Owners will provide schedule relief if designer-builder can show delays have been caused by pandemic
As the COVID-19 pandemic continues to rage, it has affected developments in procurement and contracts in the infrastructure sector through agreement provisions and risk allocation.
“It’s a very hot topic at the moment,” says Doug Younger, who chairs the Infrastructure Group for Aird & Berlis LLP, in Toronto. His firm closed a highway project in Nova Scotia in the spring, acting for the government of Nova Scotia, and after the procurement was complete but before the agreement was signed, the firm drafted and negotiated a provision in the agreement on pandemic relief.
“It was quite narrow relief, but given the stage that we're at in the procurement the government didn't have to give as much ground as it would have otherwise, so the relief is quite surgical and quite narrow,” Younger says, noting that Moody’s rating service had “positively opined” on the pandemic relief provision.
“It's a huge topic on every procurement that's going on right now, and Infrastructure Ontario is looking at making and providing a change to its entire portfolio to provide some relief,” he says. “But the reality is that contractors and project companies want to be fully protected against any consequences of any pandemic that might ever occur, and clearly owners, because they want to transfer risk, are generally not prepared to offer blanket reliefs like that.”
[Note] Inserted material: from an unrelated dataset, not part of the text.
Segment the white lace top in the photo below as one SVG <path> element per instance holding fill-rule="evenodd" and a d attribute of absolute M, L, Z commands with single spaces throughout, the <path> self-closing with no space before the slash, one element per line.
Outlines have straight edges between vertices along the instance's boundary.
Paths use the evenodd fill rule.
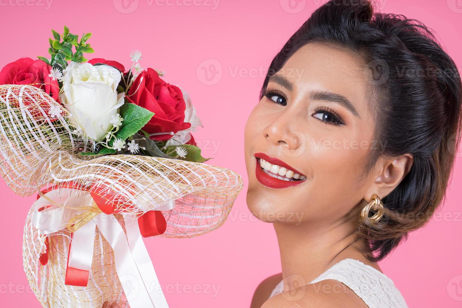
<path fill-rule="evenodd" d="M 311 281 L 326 279 L 342 283 L 353 290 L 369 308 L 407 308 L 401 293 L 393 281 L 372 266 L 351 259 L 342 260 Z M 270 297 L 284 291 L 281 281 Z"/>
Where we end up remains to be seen, Younger adds; “but there’s no question that for projects that are in procurement, contractors are telling owners that they’re not prepared to bid unless they can get significant relief. Private parties are saying they want protection, and there’s little to no protection in most of the existing project-agreement templates designed to cover these circumstances.”
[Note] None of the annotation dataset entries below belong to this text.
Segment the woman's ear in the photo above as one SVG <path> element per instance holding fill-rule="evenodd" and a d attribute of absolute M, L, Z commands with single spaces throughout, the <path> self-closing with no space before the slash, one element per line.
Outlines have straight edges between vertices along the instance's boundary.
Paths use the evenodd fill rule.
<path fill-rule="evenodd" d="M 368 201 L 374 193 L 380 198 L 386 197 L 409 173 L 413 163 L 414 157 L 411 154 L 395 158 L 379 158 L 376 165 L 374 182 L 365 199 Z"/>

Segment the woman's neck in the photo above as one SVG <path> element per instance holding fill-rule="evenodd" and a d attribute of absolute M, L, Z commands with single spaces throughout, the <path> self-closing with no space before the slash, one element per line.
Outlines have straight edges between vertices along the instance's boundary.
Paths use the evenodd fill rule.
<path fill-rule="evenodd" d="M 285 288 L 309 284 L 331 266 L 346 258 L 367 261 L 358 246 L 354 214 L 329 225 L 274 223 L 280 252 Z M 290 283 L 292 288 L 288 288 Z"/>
Risk-structuring in contracts has also seen a trend toward early contractor involvement, says John Dipple, partner, MLT Aikins LLP in Regina. Early contractor involvement, a procurement model that allows a builder to engage in a construction project and even start work before the design has been completed, is a benefit touted in the construction management model, in integrated project delivery and even design-build, he adds. It aims to “improve the constructability of a project and minimize design coordination claims. These are good things both from an owner and a contractor’s point of view.”
Aligning the interests of owners and contractors related to relief events is top of mind during the COVID-19 pandemic, and another trend in contract risk allocation is for owners to be more willing to compensate contractors for cost, but not profit, Dipple says.
“If the event happens, the contractor is not motivated to draw the event out; they're motivated to solve it, to reduce the impact, because it's not increasing their profit. It's just extending the time they're on the project.”
Owners are also assessing contracting parties against their needs to travel, due to interprovincial travel restrictions, as part of the evaluation process. “Having key people fly in, fly out, drive in and drive out is no longer seen as an essential or necessary part of the project.”
Project bidders are looking for relief in time and money, says Younger. If the pandemic continues, bidders want extra time on the basis of closure orders, supply chain disruptions, employees who are refusing to come to work or call in sick; and they want more money in order to implement social distancing and run more shifts, involving overtime.
Proponents want to be fully compensated, and they want schedule relief. “Owners, on the other hand, are hoping that Project Co [responsible for the design, build, finance and delivery of the project] will retain some of the risk in order to incentivize Project Co to implement a workaround and deal with the problem.” So, owners may offer partial compensation and agree to pay senior debt service as long as the effects of the pandemic continue, but not pay any further compensation.
“Typically, owners are prepared to provide schedule relief so long as Project Co can demonstrate that any delays have in fact been caused directly by the occurrence of the pandemic.”